Loïc a ensuite simulé ce qu’aurait été son année de mobilité sans se préoccuper des enjeux climatiques. Ses trajets longs (plus de 4h en train) aurait été réalisés en avion, et ses trajets “moyens” en voiture.
Voici 3 conclusions extrêmement intéressantes :
Il aurait émis 4 tonnes de CO2 (contre 0,5 tonnes en se souciant du climat), c’est à dire 8 fois plus.
Il aurait dépensé 1500 euros de plus.
Enfin, il aurait passé le même temps dans les transports. La perte de temps des transports longs (en ne prenant pas l’avion) est compensée par les gains du quotidien (le vélo est plus rapide que la voiture en milieu urbain).
Cette démonstration est fabuleuse car elle prouve qu’il est possible de se déplacer en conjuguant faible empreinte carbone, faible coût et rapidité. Merci Loïc Cedelle.

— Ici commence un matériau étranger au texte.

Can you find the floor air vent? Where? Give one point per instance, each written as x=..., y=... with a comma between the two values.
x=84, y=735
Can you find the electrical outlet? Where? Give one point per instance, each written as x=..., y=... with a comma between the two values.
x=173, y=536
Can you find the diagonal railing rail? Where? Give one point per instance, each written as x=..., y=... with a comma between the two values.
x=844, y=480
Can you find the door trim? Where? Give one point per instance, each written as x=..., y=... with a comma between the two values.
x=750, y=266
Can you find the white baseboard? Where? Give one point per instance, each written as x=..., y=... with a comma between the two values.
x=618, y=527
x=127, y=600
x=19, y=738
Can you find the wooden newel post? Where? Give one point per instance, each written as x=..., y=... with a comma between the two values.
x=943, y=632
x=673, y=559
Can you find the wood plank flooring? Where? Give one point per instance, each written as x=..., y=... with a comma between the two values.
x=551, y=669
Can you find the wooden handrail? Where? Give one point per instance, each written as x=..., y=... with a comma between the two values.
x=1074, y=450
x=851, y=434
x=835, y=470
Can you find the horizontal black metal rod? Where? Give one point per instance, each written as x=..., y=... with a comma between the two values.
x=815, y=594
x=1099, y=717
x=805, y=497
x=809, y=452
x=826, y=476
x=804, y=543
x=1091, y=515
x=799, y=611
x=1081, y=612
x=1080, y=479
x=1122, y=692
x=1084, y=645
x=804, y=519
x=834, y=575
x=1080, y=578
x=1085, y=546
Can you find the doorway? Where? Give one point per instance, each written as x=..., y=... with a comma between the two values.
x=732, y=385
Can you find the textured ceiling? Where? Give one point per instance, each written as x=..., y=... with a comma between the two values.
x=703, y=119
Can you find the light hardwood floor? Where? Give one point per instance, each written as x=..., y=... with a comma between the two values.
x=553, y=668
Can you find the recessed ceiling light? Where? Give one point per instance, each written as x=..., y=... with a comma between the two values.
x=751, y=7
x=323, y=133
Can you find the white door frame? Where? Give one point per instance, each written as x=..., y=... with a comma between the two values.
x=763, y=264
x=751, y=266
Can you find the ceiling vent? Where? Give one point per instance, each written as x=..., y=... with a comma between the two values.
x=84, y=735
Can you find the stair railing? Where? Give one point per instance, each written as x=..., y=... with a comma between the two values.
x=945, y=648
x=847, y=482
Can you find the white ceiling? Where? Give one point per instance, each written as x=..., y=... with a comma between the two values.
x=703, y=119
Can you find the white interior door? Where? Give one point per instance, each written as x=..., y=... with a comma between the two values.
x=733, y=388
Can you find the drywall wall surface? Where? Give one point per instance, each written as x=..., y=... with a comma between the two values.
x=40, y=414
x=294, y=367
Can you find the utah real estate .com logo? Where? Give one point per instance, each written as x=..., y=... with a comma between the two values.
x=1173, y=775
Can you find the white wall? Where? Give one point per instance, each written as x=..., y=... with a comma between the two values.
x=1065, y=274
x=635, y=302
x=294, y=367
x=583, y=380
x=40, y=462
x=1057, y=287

💰 Greenwashing : vert pâle
La finance verte n’a souvent de verte que le nom. L’actualité de ce mois de janvier nous en donne une nouvelle illustration.
Les obligations vertes, appelées aussi green bonds, sont un des instruments phares de la finance verte. Un acteur économique emprunte de l’argent sur les marchés pour financer des projets de transition écologique.
Encore faut-il bien définir ce qu’on appelle un "projet de transition écologique”. Manifestement, la définition est plutôt arrangeante...
Reclaim France, l’ONG de référence sur l’écosystème financier, nous apprend que l’aéroport de Hong Kong est en train d’émettre 4 milliards de dollars d’obligations “vertes” pour financer son extension.
Selon Reclaim, l’aéroport actuel émet en gaz à effet de serre l’équivalent de trois centrales à charbon. Le projet d’extension, que l’obligation “verte” finance en partie, va doubler la taille de l’aéroport.
Venons en au nœud du problème. Comment un projet climaticide peut recevoir la qualification “verte” ? Le livre (technique mais instructif) d’Alain Grandjean et Julien Lefournier, L’illusion de la Finance Verte, nous donne la réponse :
“Les Green Bonds Principles ne sont que des lignes directrices d’application volontaires”.
”Les obligations vertes sont donc “auto-déclarées” comme telles par les émetteurs eux-mêmes”.
”Il n’y a ni règlementation, ni même de régulation concernant cette appellation”.
L’exemple caricatural de l’aéroport de Hong Kong donne raison aux auteurs lorsqu’ils concluent de manière lapidaire :
“L’obligation verte est donc une obligation classique plus une promesse verte”.
🪱 La ressource : vivant
Pour les urbains (j’en suis), les concepts de sols vivants et riches restent assez théoriques. Ce sera un peu moins le cas après avoir regardé cette courte vidéo.
4 mois d’activité du sol sont accélérés en 20 secondes.
À gauche : un sol pauvre, à droite un sol “riche”.
Grâce au vivant en action, le sol est littéralement en train de se nourrir sous nos yeux en “absorbant” différents éléments organiques. C’est absolument fascinant.
Le sol de droite enrichi et aéré sera plus fertile, captera davantage de carbone, conservera mieux l’eau, sera plus résilient.
Cette vidéo de Michal Slota a été dénichée par l’entreprise à mission TerraTerre.